Life cycle assessment

A life cycle assessment (LCA, also known as life cycle analysis, ecobalance, and cradle-to-grave analysis) is the investigation and valuation of the environmental impacts of a given product or service caused or necessitated by its existence.

Common procedures

The goal of LCA is to compare the full range of environmental damages assignable to products and services, to be able to choose the least burdensome one. The term 'life cycle' refers to the notion that a fair, holistic assessment requires the assessment of raw material production, manufacture, distribution, use and disposal including all intervening transportation steps necessary or caused by the product's existence. The sum of all those steps - or phases - is the life cycle of the product. The concept also can be used to optimize the environmental performance of a single product (ecodesign) or to optimize the environmental performance of a company. Common categories of assessed damages are global warming (greenhouse gases), acidification, smog, ozone layer depletion, eutrophication, eco-toxicological and human-toxicological pollutants, desertification, land use as well as depletion of minerals and fossil fuels.

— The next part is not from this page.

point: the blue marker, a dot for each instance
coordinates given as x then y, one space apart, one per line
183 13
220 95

The procedures of life cycle assessment (LCA) are part of the ISO 14000 environmental management standards: in ISO 14040:2006 and 14044:2006. (ISO 14044 replaced earlier versions of ISO 14041 to ISO 14043.)

Four main phases

According to the ISO 14040 [ISO 14040 (2006): Environmental management - Life cycle assessment -Principles and framework, International Organisation for Standardisation (ISO), Geneve] and 14044 [ISO 14044 (2006): Environmental management - Life cycle assessment -Requirements and guidelines, International Organisation for Standardisation (ISO), Geneve] standards, a Life Cycle Assessment is carried out in four distinct phases.

Goal and scope

In the first phase, the LCA-practitioner formulates and specifies the goal and scope of study in relation to the intended application. The object of study is described in terms of a so-called "functional unit". Apart from describing the functional unit, the goal and scope should address the overall approach used to establish the system boundaries. The system boundary determines which unit processes are included in the LCA and must reflect the goal of the study. In recent years, two additional approaches to system delimitation have emerged. These are often referred to as ‘consequential’ modeling and ‘attributional’ modeling. Finally the goal and scope phase includes a description of the method applied for assessing potential environmental impacts and which impact categories that are included.

Life cycle inventory

This second phase 'Inventory' involves data collection and modeling of the product system, as well as description and verification of data. This encompasses all data related to environmental (e.g. CO2) and technical (e.g. intermediate chemicals) quantities for all relevant unit processes within the study boundaries that compose the product system. Examples of inputs and outputs quantities include inputs of materials, energy, chemicals and 'other' - and outputs in the form of air emissions, water emissions or solid waste. Other types of exchanges or interventions such as radiation or land use can also be included.

Usually Life Cycle Assessments inventories and modeling are carried out using dedicated software packages. Depending of the software package used it is possible to model life cycle costing and life cycle social impacts in parallel with environmental life cycle.

The data must be related to the functional unit defined in the goal and scope definition. Data can be presented in tables and some interpretations can be made already at this stage. The results of the inventory is an LCI which provides information about all inputs and outputs in the form of elementary flow to and from the environment from all the unit processes involved in the study.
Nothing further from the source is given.